The Republican-led Senate voted Thursday to block $8.1 billion in US arms sales to Saudi Arabia and other Arab allies, as legislators outraged with the kingdom delivered a symbolic rebuke to President Donald Trump. Some seven Republicans joined Democrats in supporting each of three resolutions that would prevent the controversial sales announced earlier this year by Trump.
The measures would block 22 separate sales of aircraft support maintenance, precision-guided munitions and other weapons to Saudi Arabia, the United Arab Emirates and Jordan at a moment of heightened tensions in the Middle East. The votes were only assured this week when Republican leadership agreed to hold the sensitive roll calls on the arms sales that critics say will aggravate the devastating war in Yemen.
Trump's administration took the extraordinary step of bypassing Congress to approve the sale in May, as his administration declared Iran to be a "fundamental threat" to the stability of the Middle East. Secretary of State Mike Pompeo had said the administration was responding to an emergency caused by Saudi Arabia's historic rival Iran, which backs the Huthi rebels in Yemen.
Senators, including some Republicans, said there were no legitimate grounds to circumvent Congress, which has the right to disapprove arms sales. Republican Senator Lindsey Graham, a Trump loyalist on several other fronts, offered a full-throated rebuke of the arm sales - and of the Saudi leadership. Graham said he hoped his vote would "send a signal to Saudi Arabia that if you act the way you're acting, there is no space for a strategic relationship."

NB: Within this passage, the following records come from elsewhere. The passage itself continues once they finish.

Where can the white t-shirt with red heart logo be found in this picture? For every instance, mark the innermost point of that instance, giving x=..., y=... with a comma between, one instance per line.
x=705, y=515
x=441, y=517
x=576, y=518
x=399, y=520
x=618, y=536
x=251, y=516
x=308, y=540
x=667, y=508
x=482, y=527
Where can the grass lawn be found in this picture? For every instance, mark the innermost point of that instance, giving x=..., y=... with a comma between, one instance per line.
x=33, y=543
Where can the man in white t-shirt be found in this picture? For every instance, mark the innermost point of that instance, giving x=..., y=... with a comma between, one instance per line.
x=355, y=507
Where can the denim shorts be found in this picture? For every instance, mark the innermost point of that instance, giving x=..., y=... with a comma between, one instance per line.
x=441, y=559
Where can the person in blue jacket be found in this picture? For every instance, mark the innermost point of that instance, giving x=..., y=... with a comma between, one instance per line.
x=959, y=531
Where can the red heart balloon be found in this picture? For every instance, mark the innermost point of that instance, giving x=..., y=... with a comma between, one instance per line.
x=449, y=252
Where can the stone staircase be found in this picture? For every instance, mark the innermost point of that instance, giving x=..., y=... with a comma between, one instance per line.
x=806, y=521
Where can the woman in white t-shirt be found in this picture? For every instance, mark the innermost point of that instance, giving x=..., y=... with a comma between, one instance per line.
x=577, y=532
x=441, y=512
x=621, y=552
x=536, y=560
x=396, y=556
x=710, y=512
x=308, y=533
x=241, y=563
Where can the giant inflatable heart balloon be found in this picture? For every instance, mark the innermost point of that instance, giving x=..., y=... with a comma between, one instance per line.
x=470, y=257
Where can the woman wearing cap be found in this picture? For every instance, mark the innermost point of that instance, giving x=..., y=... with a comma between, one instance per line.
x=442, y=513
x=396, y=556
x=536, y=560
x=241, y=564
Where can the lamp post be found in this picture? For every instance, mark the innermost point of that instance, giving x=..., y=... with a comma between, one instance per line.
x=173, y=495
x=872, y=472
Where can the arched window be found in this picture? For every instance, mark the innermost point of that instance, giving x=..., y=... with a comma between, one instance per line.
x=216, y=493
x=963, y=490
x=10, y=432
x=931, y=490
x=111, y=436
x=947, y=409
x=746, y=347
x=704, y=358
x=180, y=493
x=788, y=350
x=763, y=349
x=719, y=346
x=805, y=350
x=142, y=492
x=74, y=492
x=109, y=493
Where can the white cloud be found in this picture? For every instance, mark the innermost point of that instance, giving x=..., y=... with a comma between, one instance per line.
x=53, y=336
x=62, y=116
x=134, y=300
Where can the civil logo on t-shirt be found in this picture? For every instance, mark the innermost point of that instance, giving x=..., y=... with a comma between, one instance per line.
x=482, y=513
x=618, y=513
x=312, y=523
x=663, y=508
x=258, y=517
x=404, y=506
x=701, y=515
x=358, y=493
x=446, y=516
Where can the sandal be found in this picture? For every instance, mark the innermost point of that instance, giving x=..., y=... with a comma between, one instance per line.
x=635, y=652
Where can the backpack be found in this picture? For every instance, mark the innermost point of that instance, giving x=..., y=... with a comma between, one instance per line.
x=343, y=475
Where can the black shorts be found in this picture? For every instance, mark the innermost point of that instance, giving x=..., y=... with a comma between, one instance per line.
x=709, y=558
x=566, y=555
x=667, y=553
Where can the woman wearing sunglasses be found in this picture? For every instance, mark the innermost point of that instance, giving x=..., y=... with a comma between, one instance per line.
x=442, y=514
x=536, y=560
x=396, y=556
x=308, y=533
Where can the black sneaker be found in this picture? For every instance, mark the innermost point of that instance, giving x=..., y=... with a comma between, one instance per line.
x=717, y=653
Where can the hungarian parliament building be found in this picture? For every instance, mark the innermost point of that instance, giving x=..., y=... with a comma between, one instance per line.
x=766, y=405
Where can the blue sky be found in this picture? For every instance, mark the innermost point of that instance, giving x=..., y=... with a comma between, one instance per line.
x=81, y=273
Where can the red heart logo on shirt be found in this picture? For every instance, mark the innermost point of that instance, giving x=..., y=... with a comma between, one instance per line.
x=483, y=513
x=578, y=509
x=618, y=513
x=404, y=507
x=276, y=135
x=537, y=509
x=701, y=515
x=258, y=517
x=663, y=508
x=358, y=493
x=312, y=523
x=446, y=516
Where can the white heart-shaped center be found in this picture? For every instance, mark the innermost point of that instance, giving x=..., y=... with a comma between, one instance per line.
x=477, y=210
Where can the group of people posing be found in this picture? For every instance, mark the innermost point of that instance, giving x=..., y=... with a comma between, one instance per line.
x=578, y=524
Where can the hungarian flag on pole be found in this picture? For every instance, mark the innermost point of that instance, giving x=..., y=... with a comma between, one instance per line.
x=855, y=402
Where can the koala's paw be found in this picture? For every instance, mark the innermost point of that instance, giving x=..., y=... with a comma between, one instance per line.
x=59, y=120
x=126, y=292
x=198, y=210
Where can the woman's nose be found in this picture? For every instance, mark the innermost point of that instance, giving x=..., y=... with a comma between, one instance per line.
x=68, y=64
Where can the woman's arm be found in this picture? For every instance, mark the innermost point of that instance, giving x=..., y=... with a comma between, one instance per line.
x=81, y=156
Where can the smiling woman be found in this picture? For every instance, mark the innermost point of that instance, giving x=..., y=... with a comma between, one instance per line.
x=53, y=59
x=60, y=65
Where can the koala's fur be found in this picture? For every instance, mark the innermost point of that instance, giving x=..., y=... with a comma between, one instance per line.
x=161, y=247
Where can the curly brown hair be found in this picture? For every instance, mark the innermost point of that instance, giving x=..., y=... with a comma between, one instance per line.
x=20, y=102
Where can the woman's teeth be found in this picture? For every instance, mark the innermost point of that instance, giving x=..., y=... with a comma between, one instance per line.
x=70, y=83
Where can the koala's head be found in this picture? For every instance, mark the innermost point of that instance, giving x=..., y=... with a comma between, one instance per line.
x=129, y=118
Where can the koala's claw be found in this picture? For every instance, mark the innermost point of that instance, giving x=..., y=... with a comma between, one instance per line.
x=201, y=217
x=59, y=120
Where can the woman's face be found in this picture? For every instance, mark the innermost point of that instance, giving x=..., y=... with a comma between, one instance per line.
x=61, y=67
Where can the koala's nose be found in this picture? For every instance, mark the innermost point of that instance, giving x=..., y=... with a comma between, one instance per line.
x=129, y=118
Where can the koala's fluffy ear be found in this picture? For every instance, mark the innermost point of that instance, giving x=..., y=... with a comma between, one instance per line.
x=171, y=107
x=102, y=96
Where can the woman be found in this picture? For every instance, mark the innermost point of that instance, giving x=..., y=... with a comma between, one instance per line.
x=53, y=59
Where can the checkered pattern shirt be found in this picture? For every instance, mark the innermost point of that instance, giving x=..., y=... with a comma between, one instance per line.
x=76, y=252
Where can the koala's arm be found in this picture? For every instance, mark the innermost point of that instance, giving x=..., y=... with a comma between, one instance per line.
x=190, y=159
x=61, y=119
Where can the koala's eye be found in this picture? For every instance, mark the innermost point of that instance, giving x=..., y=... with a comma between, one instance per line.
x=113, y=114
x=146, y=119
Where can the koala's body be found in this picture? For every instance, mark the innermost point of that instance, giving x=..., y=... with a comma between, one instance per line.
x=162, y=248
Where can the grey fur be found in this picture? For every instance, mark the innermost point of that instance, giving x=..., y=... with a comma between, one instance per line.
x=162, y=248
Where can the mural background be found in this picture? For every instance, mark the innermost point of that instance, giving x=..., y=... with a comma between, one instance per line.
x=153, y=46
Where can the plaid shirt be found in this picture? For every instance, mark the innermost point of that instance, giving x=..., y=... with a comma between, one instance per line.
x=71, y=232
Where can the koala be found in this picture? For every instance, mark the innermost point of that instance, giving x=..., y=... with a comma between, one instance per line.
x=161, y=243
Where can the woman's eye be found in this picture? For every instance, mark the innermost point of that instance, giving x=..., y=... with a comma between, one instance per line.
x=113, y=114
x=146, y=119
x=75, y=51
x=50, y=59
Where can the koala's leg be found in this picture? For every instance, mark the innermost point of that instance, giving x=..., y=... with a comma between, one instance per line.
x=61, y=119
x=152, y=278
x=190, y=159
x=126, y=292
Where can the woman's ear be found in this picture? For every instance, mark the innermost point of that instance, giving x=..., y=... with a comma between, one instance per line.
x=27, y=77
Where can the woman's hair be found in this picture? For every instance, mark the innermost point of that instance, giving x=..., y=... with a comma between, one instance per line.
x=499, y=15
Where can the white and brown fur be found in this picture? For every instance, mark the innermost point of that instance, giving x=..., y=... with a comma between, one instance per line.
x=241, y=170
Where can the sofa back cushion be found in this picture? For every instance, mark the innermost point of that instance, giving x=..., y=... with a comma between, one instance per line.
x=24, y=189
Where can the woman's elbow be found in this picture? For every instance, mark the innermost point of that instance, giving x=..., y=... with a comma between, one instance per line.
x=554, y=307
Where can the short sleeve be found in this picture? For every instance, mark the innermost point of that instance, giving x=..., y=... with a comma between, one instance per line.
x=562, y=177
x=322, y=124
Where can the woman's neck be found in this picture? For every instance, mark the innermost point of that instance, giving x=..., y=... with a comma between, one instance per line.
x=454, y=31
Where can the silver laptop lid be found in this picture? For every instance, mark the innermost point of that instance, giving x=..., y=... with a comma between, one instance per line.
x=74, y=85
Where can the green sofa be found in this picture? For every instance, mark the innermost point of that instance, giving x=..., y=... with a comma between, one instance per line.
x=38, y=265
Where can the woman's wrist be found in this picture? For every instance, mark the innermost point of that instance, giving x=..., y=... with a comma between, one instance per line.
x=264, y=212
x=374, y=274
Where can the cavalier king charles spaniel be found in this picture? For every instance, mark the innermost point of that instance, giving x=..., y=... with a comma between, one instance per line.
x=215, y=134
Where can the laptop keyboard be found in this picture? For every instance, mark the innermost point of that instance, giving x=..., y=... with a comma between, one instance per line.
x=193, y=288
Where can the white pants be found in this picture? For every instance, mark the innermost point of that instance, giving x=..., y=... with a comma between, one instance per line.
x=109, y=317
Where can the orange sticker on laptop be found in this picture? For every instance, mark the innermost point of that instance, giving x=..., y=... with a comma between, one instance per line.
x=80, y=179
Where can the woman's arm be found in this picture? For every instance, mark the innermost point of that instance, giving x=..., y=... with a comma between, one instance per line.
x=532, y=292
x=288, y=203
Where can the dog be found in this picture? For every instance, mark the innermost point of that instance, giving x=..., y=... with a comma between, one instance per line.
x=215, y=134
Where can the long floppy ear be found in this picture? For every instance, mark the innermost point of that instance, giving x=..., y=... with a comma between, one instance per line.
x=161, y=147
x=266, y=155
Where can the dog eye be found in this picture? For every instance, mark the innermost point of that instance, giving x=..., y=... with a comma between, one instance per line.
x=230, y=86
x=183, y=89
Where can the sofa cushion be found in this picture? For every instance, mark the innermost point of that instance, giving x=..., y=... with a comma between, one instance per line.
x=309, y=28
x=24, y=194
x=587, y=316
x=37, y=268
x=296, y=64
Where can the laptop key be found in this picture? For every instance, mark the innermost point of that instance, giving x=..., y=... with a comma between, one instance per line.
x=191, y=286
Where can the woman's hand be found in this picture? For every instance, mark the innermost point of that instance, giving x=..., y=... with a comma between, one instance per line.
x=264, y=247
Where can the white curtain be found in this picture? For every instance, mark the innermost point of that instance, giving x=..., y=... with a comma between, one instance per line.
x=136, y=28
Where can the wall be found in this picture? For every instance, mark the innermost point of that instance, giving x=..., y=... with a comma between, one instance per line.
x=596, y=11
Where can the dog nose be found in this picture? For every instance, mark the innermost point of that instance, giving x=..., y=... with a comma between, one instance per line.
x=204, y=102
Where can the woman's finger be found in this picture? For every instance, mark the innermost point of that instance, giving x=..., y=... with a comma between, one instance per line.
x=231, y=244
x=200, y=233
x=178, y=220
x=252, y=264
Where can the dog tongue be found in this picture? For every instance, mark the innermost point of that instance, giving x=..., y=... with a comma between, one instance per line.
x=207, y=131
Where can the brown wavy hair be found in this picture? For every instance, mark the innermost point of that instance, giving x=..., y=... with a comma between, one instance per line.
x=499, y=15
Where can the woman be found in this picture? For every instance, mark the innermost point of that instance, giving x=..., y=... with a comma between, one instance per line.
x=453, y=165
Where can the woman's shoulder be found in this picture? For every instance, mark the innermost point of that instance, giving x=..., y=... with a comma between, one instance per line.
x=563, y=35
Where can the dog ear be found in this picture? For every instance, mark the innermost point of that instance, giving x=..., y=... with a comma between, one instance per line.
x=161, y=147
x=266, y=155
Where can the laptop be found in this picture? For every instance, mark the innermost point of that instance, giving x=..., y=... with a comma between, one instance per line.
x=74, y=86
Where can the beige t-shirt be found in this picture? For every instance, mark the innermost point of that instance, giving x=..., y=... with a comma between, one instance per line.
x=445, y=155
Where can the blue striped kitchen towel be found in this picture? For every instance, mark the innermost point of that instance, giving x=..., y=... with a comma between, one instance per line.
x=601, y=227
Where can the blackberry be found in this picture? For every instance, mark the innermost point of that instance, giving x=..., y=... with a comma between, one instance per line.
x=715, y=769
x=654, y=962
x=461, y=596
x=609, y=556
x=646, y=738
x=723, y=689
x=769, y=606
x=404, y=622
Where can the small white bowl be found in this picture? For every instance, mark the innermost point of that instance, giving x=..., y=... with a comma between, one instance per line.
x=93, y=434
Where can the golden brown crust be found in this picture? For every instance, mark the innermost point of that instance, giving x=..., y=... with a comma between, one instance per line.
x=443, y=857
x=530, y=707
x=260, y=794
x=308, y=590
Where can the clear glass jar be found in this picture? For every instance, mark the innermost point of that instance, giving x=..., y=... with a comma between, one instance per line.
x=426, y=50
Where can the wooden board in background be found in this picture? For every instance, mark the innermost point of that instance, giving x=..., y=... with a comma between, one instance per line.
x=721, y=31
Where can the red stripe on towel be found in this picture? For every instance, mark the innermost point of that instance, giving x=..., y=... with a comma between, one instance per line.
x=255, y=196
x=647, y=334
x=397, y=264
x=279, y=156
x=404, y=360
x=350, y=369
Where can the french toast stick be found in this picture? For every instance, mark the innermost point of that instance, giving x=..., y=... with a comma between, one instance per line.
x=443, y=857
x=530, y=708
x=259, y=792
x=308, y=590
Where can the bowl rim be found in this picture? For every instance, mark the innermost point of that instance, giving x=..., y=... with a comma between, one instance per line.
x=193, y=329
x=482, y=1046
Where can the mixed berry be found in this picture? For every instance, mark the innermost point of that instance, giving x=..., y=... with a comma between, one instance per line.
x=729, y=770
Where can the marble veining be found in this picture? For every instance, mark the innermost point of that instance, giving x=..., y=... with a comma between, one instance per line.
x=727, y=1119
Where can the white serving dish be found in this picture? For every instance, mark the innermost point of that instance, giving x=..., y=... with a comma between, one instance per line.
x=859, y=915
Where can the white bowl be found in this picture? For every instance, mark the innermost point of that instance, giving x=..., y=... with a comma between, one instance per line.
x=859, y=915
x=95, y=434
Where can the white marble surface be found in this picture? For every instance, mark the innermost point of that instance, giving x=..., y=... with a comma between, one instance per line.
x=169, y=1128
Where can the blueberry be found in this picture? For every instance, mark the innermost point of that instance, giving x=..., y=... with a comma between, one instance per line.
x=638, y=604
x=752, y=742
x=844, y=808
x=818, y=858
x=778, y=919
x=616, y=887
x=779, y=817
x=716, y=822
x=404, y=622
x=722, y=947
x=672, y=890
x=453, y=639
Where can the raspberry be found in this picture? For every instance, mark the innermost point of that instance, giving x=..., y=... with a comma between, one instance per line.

The senator was referring to last year's brutal murder of journalist Jamal Khashoggi in Turkey, an incident that triggered a full-blown crisis in Riyadh's relations with the West. "There is no amount of oil that you can produce that will get me and others to give you a pass on chopping somebody up in a consulate," Graham said, adding that there is also "no amount of threat coming from Iran that's going to require me to give a pass to this brutal barbaric behavior." The measures would still need to pass the Democratic-controlled House of Representatives before they go to the president's desk. Trump is expected to veto them, and it will remain an uphill climb for Congress to come up with a two-thirds vote to overcome a veto.